Outlook for cost-sharing agreements
Altera may be a turning point for CSAs and transfer pricing. Prior cases, such as Xilinx and Amazon, had adopted a narrow view of the government’s ability to contest transfer pricing. The Ninth Circuit’s decision in Altera, however, adopts a more permissive approach, which gives the IRS more scope to challenge transfer pricing without necessarily referring to arm’s length standards. Furthermore, the adoption of revised transfer pricing regulations in 2003 and 2011 and the 2017 amendment of section 482 itself signals that the pendulum may now have swung in the government’s favor on transfer pricing methodologies. For the time being, the issue of how to allocate the costs of stock-based compensation in CSAs appears settled—at least in the Ninth Circuit. Going forward, taxpayers should consider other aspects of CSAs carefully, and may wish to consider entering into Advanced Pricing Agreements (APAs) with the IRS to pre-agree the terms of CSAs.

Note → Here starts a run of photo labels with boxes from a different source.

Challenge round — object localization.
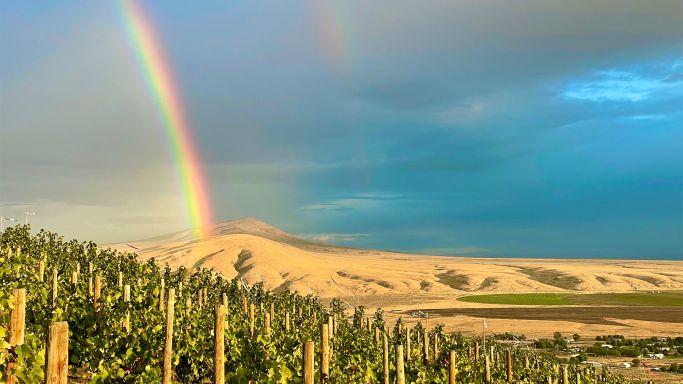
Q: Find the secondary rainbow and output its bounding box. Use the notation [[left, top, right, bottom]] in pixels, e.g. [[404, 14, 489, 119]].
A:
[[120, 0, 212, 237]]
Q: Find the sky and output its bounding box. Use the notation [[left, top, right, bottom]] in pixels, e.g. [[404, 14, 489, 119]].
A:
[[0, 0, 683, 259]]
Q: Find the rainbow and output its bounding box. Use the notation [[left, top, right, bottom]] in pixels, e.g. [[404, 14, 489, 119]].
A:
[[120, 0, 212, 237], [309, 0, 354, 73]]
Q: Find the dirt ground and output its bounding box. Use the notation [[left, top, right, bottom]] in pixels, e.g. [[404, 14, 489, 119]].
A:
[[332, 295, 683, 338]]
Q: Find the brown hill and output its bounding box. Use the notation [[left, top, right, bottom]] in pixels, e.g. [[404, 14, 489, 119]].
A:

If CSAs become less attractive, multinational groups may also wish to reconsider how they develop and hold intangible assets. The decision in Altera will substantially reduce the tax benefits of CSAs for many technology and pharmaceutical companies and increase the tax costs of moving intangibles outside the US. The “global intangibles low taxed income” (GILTI) provisions introduced by the 2017 tax reform act have also made ownership of intangibles outside the US more expensive for US-based groups. On the other hand, the reduction of the headline US corporate tax rate and the introduction of the foreign-derived intangibles income (FDII) deduction makes ownership of intangibles in the US significantly more attractive than before 2017. The Altera decision—effectively final as of June 22—and its impact on the tax costs of owning US-developed offshore may serve as a catalyst for the restructuring of ownership of intangibles by multinational groups.